Model type should be one of AlbertConfig, BartConfig, BertConfig, BigBirdConfig, BigBirdPegasusConfig, BioGptConfig, BloomConfig, CamembertConfig, CanineConfig, LlamaConfig, ConvBertConfig, CTRLConfig, Data2VecTextConfig, DebertaConfig, DebertaV2Config, DistilBertConfig, ElectraConfig, ErnieConfig, ErnieMConfig, EsmConfig, FalconConfig, FlaubertConfig, FNetConfig, FunnelConfig, GemmaConfig, GPT2Config, GPT2Config, GPTBigCodeConfig, GPTNeoConfig, GPTNeoXConfig, GPTJConfig, IBertConfig, LayoutLMConfig, LayoutLMv2Config, LayoutLMv3Config, LEDConfig, LiltConfig, LlamaConfig, LongformerConfig, LukeConfig, MarkupLMConfig, MBartConfig, MegaConfig, MegatronBertConfig, MistralConfig, MixtralConfig, MobileBertConfig, MPNetConfig, MptConfig, MraConfig, MT5Config, MvpConfig, NezhaConfig, NystromformerConfig, OpenLlamaConfig, OpenAIGPTConfig, OPTConfig, PerceiverConfig, PersimmonConfig, PhiConfig, PLBartConfig, QDQBertConfig, Qwen2Config, ReformerConfig, RemBertConfig, RobertaConfig, RobertaPreLayerNormConfig, RoCBertConfig, RoFormerConfig, SqueezeBertConfig, StableLmConfig, T5Config, TapasConfig, TransfoXLConfig, UMT5Config, XLMConfig, XLMRobertaConfig, XLMRobertaXLConfig, XLNetConfig, XmodConfig, YosoConfig.

@xliaoyi
Copy link

xliaoyi commented Sep 4, 2024

Hi LeAnn,

Since Evo is designed for sequence generation tasks you probably can't use AutoModelForSequenceClassification to load the config, I tried to add a classification head to fine-tune the Evo to perform binary classification, however, the accuracy is only 50%, I attached my code below. Let me know if you have any other suggestions.

Best,
Liaoyi

import transformers
import torch
import pandas as pd
from transformers import AutoTokenizer, AutoModelForCausalLM, BitsAndBytesConfig, AutoConfig, DataCollatorWithPadding
import os
from sklearn.metrics import accuracy_score
import numpy as np
from typing import Optional

from datasets import Dataset
from transformers import TrainingArguments, Trainer

os.environ["CUDA_VISIBLE_DEVICES"] = "0"
os.environ["WANDB_DISABLED"] = "true"

model_name = 'togethercomputer/evo-1-8k-base'

model_config = AutoConfig.from_pretrained(model_name, trust_remote_code=True)
model_config.use_cache = False

custom_cache_dir = "./models/evo/cache"
model = AutoModelForCausalLM.from_pretrained(
    model_name,
    config=model_config,
    cache_dir=custom_cache_dir,
    trust_remote_code=True,
    device_map={"":0},
    torch_dtype=torch.float16
)

# Add classification head
num_labels = 2
model.classifier = torch.nn.Sequential(
    torch.nn.Linear(512, 256),
    torch.nn.ReLU(),
    torch.nn.Linear(256, num_labels)
)

tokenizer = AutoTokenizer.from_pretrained(model_name, trust_remote_code=True)
tokenizer.pad_token = "X" # there is no pad token in evo so I randomly picked one
tokenizer.padding_side = "left"  # since last token for classification we need to pad left side

for p in model.parameters():
    p.requires_grad = False

# Unfreeze the last layer and the classification head
for p in model.backbone.blocks[-1].parameters():
    p.requires_grad = True
for p in model.classifier.parameters():
    p.requires_grad = True

# Load custom datasets
train_df = pd.read_csv("./data/train_data_DNABERT_2_200k/train.csv")
dev_df = pd.read_csv("./data/train_data_DNABERT_2_200k/dev.csv")

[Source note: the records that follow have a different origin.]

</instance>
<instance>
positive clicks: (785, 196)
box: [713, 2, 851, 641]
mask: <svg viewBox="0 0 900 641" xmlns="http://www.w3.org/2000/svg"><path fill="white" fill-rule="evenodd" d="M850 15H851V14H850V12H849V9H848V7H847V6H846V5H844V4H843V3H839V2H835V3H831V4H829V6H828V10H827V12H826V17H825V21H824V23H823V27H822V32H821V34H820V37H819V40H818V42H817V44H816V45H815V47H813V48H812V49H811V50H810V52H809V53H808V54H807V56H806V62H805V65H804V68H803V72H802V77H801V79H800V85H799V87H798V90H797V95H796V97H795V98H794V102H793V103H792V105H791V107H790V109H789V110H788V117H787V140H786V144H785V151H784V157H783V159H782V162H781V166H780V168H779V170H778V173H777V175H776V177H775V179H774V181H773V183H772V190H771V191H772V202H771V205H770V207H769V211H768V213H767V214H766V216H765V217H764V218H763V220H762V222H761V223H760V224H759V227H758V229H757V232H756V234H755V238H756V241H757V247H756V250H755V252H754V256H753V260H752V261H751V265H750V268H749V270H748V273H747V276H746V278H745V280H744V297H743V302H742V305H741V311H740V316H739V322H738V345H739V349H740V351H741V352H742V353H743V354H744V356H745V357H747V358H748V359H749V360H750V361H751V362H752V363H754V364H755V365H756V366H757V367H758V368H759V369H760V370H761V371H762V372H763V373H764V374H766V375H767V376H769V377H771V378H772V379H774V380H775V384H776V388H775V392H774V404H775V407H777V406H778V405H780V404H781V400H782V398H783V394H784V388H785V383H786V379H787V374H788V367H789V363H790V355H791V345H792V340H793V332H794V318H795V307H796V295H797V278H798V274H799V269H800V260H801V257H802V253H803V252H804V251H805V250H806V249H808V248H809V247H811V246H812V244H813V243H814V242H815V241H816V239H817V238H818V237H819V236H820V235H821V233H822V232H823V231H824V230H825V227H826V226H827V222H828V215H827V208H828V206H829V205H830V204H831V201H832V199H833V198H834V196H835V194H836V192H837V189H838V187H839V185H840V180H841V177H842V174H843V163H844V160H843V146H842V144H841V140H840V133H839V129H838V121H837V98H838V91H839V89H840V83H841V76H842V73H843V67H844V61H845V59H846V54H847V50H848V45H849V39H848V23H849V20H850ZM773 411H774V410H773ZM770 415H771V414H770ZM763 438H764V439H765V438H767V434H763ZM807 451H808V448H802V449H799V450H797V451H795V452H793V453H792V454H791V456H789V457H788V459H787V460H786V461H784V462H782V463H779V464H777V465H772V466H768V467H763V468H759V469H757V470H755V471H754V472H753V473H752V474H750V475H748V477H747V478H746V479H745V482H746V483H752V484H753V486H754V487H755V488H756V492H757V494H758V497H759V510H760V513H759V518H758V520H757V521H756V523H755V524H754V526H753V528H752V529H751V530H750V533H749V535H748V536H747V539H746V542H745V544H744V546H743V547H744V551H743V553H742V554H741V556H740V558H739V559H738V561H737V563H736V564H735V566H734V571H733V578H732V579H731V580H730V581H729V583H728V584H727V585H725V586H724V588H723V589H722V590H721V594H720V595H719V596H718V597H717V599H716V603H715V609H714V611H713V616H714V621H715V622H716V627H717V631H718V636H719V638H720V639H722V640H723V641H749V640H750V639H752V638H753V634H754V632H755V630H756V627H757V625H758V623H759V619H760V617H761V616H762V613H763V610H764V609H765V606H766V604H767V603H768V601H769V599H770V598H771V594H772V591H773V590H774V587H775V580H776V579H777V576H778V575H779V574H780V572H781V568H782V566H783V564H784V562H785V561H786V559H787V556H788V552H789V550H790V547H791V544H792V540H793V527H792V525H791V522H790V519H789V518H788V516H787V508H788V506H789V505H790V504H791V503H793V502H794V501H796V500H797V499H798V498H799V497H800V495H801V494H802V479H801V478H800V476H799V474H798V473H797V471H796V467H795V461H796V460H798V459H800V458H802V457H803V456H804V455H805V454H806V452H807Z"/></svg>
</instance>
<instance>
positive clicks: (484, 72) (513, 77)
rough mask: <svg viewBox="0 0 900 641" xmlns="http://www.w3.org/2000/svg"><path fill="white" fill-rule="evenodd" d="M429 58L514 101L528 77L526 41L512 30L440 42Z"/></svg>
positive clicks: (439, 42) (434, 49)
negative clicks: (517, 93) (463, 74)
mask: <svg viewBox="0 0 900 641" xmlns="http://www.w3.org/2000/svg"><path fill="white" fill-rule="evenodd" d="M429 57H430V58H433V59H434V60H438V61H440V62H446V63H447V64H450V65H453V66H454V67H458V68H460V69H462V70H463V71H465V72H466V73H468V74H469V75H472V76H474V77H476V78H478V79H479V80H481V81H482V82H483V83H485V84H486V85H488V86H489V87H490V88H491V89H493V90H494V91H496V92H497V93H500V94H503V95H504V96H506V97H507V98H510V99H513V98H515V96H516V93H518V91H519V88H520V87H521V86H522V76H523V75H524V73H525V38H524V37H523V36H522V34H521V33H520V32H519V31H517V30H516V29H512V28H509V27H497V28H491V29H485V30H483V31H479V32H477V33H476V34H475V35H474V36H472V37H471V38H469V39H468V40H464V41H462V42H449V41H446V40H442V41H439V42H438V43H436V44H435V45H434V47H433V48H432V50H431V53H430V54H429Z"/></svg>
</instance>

data_collator = DataCollatorWithPadding(tokenizer=tokenizer)

def preprocess_function(sample):
    inputs = tokenizer(sample['sequence'], padding='max_length', truncation=True, max_length=128)
    inputs['labels'] = sample['label']  # Assuming 'label' is the classification target
    return inputs


train_dataset = Dataset.from_pandas(train_df)
dev_dataset = Dataset.from_pandas(dev_df)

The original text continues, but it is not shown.